The relevance for those contemplating programs written in Tcl is clear: everything in the end ends up as instructions in the machine we call a computer. Different makes of computer may have different processors with a different 'opcode' for addition, but most likely also operate on similar operands in comparable variations. Most workstations would also support similar operations, except for instance RISC, which reduces the possibilities per instruction, and CISC processors which maybe can do more with the concept of the addition type of instruction.
A compiler takes sub-sequences of program source code and translates them to sequences of machine code, which the link editor then links together, resolving the cross references between various parts of the code.
Higher-level languages often implement a stack data structure, and make use of it to pass data between functional units of code, but this a mechanism implemented by that particular higher-level language, and is not fundamental to the native instruction set of the CPU. The C stack is one such example.

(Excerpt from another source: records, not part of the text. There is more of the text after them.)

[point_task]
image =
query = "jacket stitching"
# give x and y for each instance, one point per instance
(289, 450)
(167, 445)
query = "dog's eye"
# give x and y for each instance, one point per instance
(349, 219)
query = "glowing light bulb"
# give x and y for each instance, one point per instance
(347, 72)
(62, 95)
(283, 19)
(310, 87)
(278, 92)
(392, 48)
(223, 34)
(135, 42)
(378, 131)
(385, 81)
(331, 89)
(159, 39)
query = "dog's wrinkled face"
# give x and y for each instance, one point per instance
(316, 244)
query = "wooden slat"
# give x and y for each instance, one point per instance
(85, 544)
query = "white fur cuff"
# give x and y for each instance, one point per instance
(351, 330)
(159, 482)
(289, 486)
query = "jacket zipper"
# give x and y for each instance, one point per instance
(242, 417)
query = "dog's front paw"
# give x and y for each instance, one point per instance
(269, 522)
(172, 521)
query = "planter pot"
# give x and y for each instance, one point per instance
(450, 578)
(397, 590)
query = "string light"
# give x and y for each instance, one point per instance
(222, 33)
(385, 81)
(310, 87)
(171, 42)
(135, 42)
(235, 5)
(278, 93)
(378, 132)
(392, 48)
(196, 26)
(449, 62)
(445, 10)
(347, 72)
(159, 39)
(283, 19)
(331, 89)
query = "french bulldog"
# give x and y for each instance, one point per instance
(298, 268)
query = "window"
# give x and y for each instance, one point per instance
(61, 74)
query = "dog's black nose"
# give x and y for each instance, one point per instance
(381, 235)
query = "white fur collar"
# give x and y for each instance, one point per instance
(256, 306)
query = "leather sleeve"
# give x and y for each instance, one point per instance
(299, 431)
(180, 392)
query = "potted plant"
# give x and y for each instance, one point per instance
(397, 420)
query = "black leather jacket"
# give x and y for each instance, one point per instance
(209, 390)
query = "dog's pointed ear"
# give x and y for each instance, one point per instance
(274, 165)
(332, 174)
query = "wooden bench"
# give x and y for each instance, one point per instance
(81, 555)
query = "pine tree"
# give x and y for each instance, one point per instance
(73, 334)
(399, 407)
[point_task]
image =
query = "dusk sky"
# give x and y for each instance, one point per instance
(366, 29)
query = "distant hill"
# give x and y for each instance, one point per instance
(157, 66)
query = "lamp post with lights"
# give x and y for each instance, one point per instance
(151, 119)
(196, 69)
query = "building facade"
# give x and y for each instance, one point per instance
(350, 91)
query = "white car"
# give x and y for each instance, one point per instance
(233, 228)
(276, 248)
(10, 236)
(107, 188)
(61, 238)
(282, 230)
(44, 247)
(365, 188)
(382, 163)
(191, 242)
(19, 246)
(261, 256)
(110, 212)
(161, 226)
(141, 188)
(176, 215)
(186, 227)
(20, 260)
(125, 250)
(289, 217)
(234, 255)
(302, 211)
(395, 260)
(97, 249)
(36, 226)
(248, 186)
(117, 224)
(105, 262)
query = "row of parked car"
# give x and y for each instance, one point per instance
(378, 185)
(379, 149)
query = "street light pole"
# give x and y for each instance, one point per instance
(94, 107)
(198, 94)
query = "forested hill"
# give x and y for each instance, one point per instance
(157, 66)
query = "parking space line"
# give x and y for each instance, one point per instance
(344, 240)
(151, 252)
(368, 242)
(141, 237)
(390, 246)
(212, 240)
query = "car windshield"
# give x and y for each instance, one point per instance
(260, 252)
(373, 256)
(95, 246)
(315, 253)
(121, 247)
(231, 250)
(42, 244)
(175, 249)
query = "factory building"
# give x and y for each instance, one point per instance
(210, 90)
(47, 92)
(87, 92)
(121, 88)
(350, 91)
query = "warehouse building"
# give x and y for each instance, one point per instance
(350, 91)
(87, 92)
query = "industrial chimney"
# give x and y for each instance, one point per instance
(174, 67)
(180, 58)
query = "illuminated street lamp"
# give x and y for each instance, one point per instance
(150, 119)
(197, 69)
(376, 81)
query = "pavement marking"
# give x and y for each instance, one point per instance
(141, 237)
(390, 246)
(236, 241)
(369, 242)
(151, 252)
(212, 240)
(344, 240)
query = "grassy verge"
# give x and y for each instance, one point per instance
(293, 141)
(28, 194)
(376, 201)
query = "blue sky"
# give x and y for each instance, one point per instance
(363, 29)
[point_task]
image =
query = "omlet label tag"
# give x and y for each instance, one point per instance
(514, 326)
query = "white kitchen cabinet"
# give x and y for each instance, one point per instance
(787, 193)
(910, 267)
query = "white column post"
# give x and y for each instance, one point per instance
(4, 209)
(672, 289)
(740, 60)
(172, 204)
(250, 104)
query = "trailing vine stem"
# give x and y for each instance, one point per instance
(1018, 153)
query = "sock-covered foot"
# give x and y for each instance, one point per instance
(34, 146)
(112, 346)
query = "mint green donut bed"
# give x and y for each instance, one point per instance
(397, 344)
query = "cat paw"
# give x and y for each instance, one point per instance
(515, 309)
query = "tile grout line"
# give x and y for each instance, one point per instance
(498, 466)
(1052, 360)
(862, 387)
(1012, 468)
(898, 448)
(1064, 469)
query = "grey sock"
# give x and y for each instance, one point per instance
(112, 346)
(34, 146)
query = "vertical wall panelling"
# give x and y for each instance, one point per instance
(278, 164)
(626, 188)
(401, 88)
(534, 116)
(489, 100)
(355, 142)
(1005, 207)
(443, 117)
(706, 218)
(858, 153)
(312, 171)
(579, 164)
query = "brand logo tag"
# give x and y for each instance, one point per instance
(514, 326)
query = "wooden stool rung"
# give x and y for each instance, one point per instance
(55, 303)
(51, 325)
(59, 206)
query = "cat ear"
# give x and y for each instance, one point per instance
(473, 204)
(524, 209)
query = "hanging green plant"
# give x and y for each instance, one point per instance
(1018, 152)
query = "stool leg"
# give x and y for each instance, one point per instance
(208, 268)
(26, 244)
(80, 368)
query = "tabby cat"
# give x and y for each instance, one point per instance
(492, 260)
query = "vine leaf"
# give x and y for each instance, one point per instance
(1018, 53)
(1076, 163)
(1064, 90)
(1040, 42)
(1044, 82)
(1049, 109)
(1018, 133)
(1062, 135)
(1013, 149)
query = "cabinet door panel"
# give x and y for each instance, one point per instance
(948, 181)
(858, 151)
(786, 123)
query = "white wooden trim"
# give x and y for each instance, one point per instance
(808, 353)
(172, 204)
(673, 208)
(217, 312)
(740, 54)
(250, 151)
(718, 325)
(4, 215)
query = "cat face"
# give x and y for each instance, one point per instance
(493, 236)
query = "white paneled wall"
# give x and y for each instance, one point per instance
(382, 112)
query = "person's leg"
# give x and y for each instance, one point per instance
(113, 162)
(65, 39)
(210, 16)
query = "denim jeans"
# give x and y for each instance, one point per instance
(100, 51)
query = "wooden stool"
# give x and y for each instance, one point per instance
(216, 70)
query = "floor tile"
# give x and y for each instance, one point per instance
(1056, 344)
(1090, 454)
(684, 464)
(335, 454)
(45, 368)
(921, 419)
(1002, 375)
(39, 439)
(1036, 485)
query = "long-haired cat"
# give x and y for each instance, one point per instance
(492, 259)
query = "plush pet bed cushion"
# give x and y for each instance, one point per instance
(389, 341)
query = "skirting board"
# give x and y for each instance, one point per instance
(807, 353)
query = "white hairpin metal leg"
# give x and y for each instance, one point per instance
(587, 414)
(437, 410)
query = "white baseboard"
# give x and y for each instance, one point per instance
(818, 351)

Not in the picture here, though not strictly outside the FSM model is the occurrence of interrupts, which introduce input to the state machine at certain points in time. In the context of a program, an interrupt diverts control to a unit of instructions that have been designated to handle the interrupt, changing the normal control flow of the program. o
The logical structure of a Tcl list is analogous to the structure of the main memory of a processor: a sequence of locations in which instructions or data may be located. It is not necessarily a physically linear list but, as is the case with memory chips, a sequence of indexed entries.
DKF: All static (or strictly, all bounded) arrangements of computing systems can be modelled as FSMs. They've all got states and transitions between them, and that's about all you need. You can even model parallelism within a FSM (nondeterminism is useful for this sort of thing) though you'll tend to get much more compact representations when you use nets of communicating machines.
Things get a bit more complex when you want to model infinite data or infinite numbers of computing elements... ;^)
TV: As a generally interesting problem, we have the famous puzzle of the dining philosophers which, to be resolved, requires knowledge about the initial event(s). A true non-deterministic problem is an Ethernet network. There we have collision detection, hold-off logic, and simultaneous event resolution, which all results in a system whose precise behavior at any given moment is impossible to predict, both in practice and in principle. Also, in network and multitasking OS calls, timing may be unpredictable in practice and/or in principle because of inaccurate interrupt clocks or other unpredictable mechanisms, and therefore models which include such cases must account for this non-deterministic.
In practice, infinite computing elements are never fully reached with digital computers. They are all turing-like machines with discrete and therefore bounded memories, and of discrete number and therefore capable of generating bounded contention or assignment problems. Solving a differential equation and making a continuous and possibly infinitely dimensional state is another story.
One mathematical issue with the connected machines idea is that it is not a given that combinations of finite state machines are themselves automatically strictly-decent FSM's. At least the initial input for a round-coupled system is uncertain.
Graphs of connections of mathematical functions are VERY problematic: two functions with simplistic domains and range connected in a simplistic way will leave you with a resulting 'function' that is no longer a function, but in fact has introduced a state and unknown output even for certain known inputs. (See the example on the Flip Flop page).